I've taken a look at the current specification for media elements,  
and on the whole, it looks like it would meet our needs. We are  
currently using VP3, and a combination of MP3 and Vorbis audio, for  
our codecs, so having Ogg Theora (based on VP3) and Ogg Vorbis as a  
baseline would be completely fine with us, and much preferable to the  
patent issues and licensing fees we'd need to deal with if we used  
MPEG4.

For the sort of content that we produce, cue points are incredibly  
important. Most of our content consists of a video or voiceover  
playing while bullet points appear, animations play, and graphics are  
revealed, all in sync with the video. We have a very simple system  
for doing cue points, that is extremely easy for the content authors  
to write and is robust for paused media, media that is skipped to the  
end, etc. We simply have a blocking call, WAIT, that waits until a  
specific point or the end of a specified media element. For instance,  
in our language, you might see something like this:

   (movie "Foo.mov" :name 'movie)
   (wait @movie (tc 2 3))
   (show @bullet-1)
   (wait @movie)
   (show @bullet-2)

If the user skips to the end of the media clip, that simply causes  
all WAITs on that  media clip to return instantly. If they skip  
forward in the media clip, without ending it, all WAITs before that  
point will return instantly. If the user pauses the media clip, all  
WAITs on the media clip will block until it is playing again.

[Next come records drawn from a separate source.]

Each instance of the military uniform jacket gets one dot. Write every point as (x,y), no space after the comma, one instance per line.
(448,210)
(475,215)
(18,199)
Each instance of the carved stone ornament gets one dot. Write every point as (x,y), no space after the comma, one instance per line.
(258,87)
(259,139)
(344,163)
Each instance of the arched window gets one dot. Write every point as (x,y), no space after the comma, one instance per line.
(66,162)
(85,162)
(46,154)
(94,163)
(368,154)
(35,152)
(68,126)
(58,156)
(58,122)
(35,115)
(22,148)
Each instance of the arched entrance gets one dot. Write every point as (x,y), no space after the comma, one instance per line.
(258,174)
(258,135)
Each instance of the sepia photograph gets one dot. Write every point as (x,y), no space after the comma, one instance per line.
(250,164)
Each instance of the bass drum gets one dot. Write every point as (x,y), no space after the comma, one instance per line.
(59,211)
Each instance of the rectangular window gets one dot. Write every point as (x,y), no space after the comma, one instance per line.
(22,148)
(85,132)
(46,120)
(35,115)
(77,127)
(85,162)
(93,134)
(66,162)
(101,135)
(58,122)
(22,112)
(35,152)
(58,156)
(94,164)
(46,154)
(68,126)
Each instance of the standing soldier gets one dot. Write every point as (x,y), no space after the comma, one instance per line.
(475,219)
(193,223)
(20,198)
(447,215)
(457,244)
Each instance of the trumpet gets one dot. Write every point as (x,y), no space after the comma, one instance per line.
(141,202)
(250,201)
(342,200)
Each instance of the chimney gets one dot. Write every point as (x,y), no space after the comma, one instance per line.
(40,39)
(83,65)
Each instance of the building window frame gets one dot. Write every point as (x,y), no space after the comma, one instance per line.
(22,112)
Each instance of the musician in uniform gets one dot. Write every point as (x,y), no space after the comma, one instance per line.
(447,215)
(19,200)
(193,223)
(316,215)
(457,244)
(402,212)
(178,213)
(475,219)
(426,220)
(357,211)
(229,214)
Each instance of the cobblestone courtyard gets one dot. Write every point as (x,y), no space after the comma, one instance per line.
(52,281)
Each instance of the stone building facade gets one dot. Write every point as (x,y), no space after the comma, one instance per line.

This is a nice system, but I can't see how even as simple a system as  
this could be implemented given the current specification of cue  
points. The problem is that the callbacks execute "when the current  
playback position of a media element reaches" the cue point. It seems  
unclear to me what "reaching" a particular time means. If video  
playback freezes for a second, and so misses a cue point, is that  
considered to have been "reached"? Is there any way that you can  
guarantee that a cue point will be executed as long as video has  
passed a particular cue point? With a lot of bookkeeping and the  
"timeupdate" event along with the cue points, you may be able to keep  
track of the current time in the movie well enough to deal with the  
user skipping forward, pausing, and the video stalling and restarting  
due to running out of buffer. This doesn't address, as far as I can  
tell, issues like the thread displaying the video pausing for  
whatever reason and so skipping forward after it resumes, which may  
cause cue points to be lost, and which isn't specified to send a  
"timeupdate" event.

Basically, what is necessary is a way to specify that a cue point  
should always be fired as long as playback has passed a certain time,  
not just if it "reaches" a particular time. This would prevent us  
from having to do a lot of bookkeeping to make sure that cue points  
haven't been missed, and make everything simpler and less fragile.

We're also greatly interested in making our content accessible, to  
meet Section 508 requirements. For now, we are focusing on captioning  
for the deaf. We have voiceovers on some screens with no associated  
video, video that appears in various places on the screen, and the  
occasional sound effects. Because there is not a consistent video  
location, nor is there even a frame for voiceovers to appear in, we  
don't display the captions directly over the video, but instead send  
events to the current screen, which is responsible for catching the  
events and displaying them in a location appropriate for that screen,  
usually a standard location. In the current spec, all that is  
provided for is controls to turn closed captions on or off. What  
would be much better is a way to enable the video element to send  
caption events, which include the text of the current caption, and  
can be used to display those captions in a way that fits the design  
of the content better.

I hope these comments make sense; let me know if you have any  
questions or suggestions.

Thanks,
Brian Campbell
Interactive Media Lab, Dartmouth College
http://iml.dartmouth.edu